Moving quickly while also maintaining high quality and availability is a balancing act that is hard to maintain but essential to the success of any software development lifecycle. Many teams today are using DevOps techniques to keep their development process fast without losing the quality and availability their users expect.
CI/CD is at the center of this DevOps practice, serving as the essential bridge between your development and operations teams. Any failure in CI/CD immediately limits the benefits of adopting DevOps, making it one of the most important stages to build out effectively. Not only should it meet the development team’s current needs, but both the CI pipeline and CD pipeline have to be robust at scale.
In this post, we’ll be discussing the CI pipeline specifically, including common problems that arise when scaling up and how to address them.
Anticipating CI Pipeline Scaling Issues
There are several common issues that can adversely impact CI and reduce DevOps success as measured by DORA. These are the metrics to keep in mind when it comes to your CI pipeline:
- Deployment Frequency (DF)
- Lead Time (LT)
- Mean Time to Resolve (MTTR)
- Change Failure Rate (CFR)
When Bottlenecks Occur
As you might expect, when more developers are working on the codebase and development scales up, there tend to be more frequent releases. This is one of the top places to look for bottlenecks in the CI pipeline.

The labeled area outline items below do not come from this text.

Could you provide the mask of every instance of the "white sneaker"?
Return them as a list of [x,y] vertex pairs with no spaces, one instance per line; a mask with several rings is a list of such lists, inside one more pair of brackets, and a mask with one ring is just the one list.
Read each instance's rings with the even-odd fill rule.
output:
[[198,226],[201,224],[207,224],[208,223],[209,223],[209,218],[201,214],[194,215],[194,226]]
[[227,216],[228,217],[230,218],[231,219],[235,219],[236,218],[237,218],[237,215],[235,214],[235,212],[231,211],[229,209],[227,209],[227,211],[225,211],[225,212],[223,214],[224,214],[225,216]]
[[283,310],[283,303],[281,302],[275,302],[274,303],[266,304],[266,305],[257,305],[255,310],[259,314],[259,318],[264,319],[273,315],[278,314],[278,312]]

In a 2020 talk, Engineering Manager Mayank Sawney and I showed that Atlassian’s frontend codebase was a monolith in several areas. Breaking it down into microservices was the most obvious correction, but there remained a hidden threat: All of the releases depended on a single CI pipeline.
If this is not addressed, your team will hit a critical barrier when building for release at the same time. No matter how you piece out the monolith or segment your teams, there will be developers waiting for others to finish using the CI pipeline and testing environments.
Moreover, lead time and development frequency metrics will take a hit, especially for larger organizations with several teams held up at the same bottleneck. Smaller companies have less to worry about here, but it is a concern for anyone trying to scale up.
There are release-scheduling practices that can help avoid such bottlenecks, especially when used in tandem with effective change management. But this becomes messier as the codebase scales, with various parts of the system reflecting requirements from different release types. You have to account for so many parameters for the build process that a failed pipeline could stall everyone, at which point CI pipeline operations would be a single point of failure.
This would negatively impact the change failure rate, as well as LT and DF metrics. It’s less likely to cripple the CI pipeline for smaller teams, but again, scaling up the codebase and application complexity increases the likelihood of this issue emerging.
Confidence and Flaky Tests
Tests that seem to have random results, succeeding or failing without any changes to the code, are called flaky tests and often leave CI teams frustrated when trying to determine if a flaky test is a code failure or a failure of the test itself. This can also reduce the team’s confidence and make some dismiss the usefulness of testing altogether.
Unfortunately, scaling up the codebase often means more tests, which means the possibility of more flaky tests in the pipeline. But dismissing results as merely flaky and simply moving forward can cause issues and disruptions in production; on the other hand, trying to proactively look deeper into flaky test results adds to lead times or can even create a bottleneck. So, you end up having to weigh the importance of CFR versus LT metrics.
Modular CI Pipelines
When scaling up, it should be clear that CI pipelines ought to be modularized just like other components. Consider separating your CI servers, with isolated environments for each pipeline and server.
This keeps pipelines from becoming too complex and also solves the CI bottleneck problem. Separate servers for different teams, along with an effective approach to flaky tests, can keep multiple teams moving as you scale up.
However, it is not easy to maintain synchronous applications while replicating servers. Plus, there are operational costs to keep in mind as you scale up with multiple pipelines and servers. Here, we should employ IaC tooling to execute and define the spin-up of the separate CI servers.
On top of that, I suggest synchronizing the CI servers with the test environment, especially when a monolith is involved. There is a divide-and-conquer approach to resolve this problem, as Mateusz Trojak, Lead Infrastructure Engineer at Brainly, explains in this article. There are new concepts and technologies that can facilitate scaling CI pipelines, with perhaps the most important being observability, which provides critical insights into issues like flaky tests
Thundra is a SaaS solution that provides the most important CI observability metrics. Thundra Foresight answers crucial questions about slow builds and failed tests, helping solve the biggest limitations to scaling CI.
A CI pipeline is at the core of a DevOps approach and central to maintaining quality, availability, and velocity. Right now, CI modularization is the best way to scale up effectively. There are a lot of pitfalls and pain points that come along with that process, but the key to avoiding them is observability and making sure you have the right tools to achieve this.